お世話になっております。
現在、開発中のプロジェクトを UE5.7 から UE5.8 へ移行しており、レンダリング結果の差分要因を切り分けている段階です。
UE5.8 のリリースノートを確認したところ、に以下の記載がありました。
Default-increased the engine’s combined LUT size to 64^3 during Movie Pipeline renders.
本変更について、以下の点をご教示いただけますでしょうか。
■ 質問
1. レンダリング負荷について
64^3 は 32^3 に対してサンプル点数が8倍になると理解しております。
CombineLUTs パスの処理時間および VRAM 使用量は、実測でどの程度増加するのでしょうか。
Temporal Sample / Spatial Sample を複数設定している場合、Combined LUT はサンプルごとに再構築されるのでしょうか。それともフレームごとに1回のみでしょうか。
大量のバッチレンダリングを行う運用において、無視できる差分と考えてよろしいでしょうか。
2. 出力画像への影響について
同じシーン・同じグレーディング設定を使っても、5.7(32^3)と 5.8(64^3)で最終出力画像に差分が発生する、という理解で正しいでしょうか。
差が出やすいのは具体的にどのような領域でしょうか(暗部のグラデーション、ハイライト付近、彩度の高い領域など)。
本変更の主な意図はバンディングの低減、という理解でよろしいでしょうか。
3. 影響を受けるパスの範囲について
Combined LUT はトーンマッパー段で適用されるため、影響を受けるのは FinalImage / PostTonemapHDRColor などのディスプレイリファードなパスのみであり、PreTonemapHDRColor および GBuffer 系パス(BaseColor / Metallic / Roughness / WorldNormal 等)には影響しない、という理解で正しいでしょうか。
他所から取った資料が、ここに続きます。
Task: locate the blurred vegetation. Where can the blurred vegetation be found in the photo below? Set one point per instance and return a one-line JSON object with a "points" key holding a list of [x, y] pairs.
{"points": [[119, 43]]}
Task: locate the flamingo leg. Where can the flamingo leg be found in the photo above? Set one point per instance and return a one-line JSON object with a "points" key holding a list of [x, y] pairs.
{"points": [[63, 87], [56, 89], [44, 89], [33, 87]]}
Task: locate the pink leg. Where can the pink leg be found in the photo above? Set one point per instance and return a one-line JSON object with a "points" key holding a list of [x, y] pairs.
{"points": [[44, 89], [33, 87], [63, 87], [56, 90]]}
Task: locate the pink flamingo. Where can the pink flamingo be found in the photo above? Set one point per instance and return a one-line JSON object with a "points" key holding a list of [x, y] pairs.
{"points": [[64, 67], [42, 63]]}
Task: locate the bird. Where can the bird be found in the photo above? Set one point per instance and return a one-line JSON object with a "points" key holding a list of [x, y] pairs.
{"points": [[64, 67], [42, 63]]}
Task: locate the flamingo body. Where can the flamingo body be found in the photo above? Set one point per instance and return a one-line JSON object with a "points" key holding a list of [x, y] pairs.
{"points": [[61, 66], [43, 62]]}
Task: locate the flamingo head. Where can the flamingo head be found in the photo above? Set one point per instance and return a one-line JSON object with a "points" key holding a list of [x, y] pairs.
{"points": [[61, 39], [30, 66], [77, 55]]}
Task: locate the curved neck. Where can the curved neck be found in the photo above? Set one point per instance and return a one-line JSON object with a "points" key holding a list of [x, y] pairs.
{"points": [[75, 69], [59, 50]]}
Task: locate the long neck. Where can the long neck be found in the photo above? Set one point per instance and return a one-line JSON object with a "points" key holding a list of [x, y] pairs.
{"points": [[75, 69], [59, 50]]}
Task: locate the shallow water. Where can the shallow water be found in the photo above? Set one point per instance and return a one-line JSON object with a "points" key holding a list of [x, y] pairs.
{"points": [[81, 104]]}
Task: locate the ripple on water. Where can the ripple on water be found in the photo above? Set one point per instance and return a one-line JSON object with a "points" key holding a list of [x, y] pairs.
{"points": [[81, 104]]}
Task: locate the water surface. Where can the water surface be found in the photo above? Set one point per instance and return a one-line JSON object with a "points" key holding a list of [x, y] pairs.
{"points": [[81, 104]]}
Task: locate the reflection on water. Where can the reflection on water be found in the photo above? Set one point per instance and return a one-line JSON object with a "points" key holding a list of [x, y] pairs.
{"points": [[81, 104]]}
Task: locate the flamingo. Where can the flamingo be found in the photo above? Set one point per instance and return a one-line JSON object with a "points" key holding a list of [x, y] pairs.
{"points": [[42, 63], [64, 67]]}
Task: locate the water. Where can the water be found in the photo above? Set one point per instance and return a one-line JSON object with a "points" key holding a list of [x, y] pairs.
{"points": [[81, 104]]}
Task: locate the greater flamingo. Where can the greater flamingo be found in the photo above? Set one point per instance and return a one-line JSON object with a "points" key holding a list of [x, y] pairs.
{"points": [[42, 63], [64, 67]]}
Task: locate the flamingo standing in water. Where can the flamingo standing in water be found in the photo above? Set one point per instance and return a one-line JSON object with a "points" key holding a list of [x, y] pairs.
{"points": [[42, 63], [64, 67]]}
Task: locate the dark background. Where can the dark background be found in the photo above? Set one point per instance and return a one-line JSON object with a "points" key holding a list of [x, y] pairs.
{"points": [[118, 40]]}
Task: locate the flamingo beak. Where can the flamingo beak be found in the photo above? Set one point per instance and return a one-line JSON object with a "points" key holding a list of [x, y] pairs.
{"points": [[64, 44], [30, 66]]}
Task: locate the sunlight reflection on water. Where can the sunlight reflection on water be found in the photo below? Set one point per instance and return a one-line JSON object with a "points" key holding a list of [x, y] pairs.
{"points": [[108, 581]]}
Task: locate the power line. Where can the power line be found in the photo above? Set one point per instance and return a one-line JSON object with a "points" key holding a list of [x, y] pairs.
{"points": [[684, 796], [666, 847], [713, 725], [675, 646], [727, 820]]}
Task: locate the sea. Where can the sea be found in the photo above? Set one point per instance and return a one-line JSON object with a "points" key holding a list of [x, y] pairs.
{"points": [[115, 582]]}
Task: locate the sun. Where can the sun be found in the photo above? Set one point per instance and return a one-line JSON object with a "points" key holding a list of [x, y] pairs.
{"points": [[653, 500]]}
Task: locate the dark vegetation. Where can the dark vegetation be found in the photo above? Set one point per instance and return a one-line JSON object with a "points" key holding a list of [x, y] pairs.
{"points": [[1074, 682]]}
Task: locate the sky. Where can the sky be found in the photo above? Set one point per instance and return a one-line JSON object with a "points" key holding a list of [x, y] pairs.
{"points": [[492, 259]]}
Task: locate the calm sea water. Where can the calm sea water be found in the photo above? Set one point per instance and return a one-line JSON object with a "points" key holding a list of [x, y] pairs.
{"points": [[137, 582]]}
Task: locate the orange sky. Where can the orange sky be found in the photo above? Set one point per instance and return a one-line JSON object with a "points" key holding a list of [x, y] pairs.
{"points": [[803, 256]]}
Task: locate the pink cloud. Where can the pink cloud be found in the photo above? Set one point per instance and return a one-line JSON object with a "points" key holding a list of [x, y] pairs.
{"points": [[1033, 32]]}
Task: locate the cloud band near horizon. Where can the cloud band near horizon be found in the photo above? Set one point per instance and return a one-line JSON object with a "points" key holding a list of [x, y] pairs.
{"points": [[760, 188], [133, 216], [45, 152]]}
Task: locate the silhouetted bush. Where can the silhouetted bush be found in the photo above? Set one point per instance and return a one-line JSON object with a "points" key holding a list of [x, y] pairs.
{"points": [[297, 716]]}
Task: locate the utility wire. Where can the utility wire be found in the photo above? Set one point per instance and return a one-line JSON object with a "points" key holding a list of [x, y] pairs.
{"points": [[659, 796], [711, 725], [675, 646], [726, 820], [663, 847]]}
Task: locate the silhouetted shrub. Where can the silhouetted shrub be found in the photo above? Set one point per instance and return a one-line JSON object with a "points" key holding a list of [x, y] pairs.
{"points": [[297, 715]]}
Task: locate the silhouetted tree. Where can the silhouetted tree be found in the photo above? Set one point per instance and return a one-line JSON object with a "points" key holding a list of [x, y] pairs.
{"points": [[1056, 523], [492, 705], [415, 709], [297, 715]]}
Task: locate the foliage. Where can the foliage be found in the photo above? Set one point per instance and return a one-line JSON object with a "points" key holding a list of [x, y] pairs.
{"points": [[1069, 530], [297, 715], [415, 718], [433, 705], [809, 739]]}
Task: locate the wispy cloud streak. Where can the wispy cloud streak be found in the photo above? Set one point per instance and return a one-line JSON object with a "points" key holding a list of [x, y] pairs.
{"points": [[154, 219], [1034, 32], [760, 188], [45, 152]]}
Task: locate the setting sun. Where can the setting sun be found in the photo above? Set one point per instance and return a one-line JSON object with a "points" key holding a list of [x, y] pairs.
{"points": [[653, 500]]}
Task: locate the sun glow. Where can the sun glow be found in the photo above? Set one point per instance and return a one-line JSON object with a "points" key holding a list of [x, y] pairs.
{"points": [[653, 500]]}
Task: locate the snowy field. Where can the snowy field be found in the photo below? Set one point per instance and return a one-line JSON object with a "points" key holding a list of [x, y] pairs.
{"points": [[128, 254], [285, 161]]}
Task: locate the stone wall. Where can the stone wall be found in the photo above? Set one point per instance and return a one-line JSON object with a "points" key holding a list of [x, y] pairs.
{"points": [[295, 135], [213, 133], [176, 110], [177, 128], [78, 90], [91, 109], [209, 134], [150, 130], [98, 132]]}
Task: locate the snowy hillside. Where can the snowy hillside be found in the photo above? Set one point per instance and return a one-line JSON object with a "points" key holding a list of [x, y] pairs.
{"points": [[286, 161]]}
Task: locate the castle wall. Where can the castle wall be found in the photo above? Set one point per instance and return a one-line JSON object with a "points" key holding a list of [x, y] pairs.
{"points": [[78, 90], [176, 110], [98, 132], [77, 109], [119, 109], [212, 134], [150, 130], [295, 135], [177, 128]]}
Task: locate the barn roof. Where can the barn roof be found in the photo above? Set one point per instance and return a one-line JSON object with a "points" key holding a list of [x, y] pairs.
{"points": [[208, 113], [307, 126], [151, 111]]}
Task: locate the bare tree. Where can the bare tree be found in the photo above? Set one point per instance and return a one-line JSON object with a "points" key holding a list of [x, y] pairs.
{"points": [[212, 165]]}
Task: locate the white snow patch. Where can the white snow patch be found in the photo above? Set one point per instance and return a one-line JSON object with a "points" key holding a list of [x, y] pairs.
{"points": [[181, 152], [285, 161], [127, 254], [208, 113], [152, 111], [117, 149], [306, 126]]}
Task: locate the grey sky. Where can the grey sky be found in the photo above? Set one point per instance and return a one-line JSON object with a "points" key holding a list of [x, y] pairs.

お手数をおかけしますが、ご知見を貸していただけますと幸いです。
よろしくお願いします。
[Attachment Removed]
問題再現:
再現手順プロジェクト内容:車両コンフィギュレーター、画像出力(コンフィグの画面を出力)
- 最大画像出力解像度:14399x8082
- シーンの構成:
- 車両データ:22000程のNaniteがオンに設定されたスタティックメッシュで構成された一つのBPアクター。表示される際に2900程のスタティックメッシュが表示され、以外のスタティックメッシュが非表示になります。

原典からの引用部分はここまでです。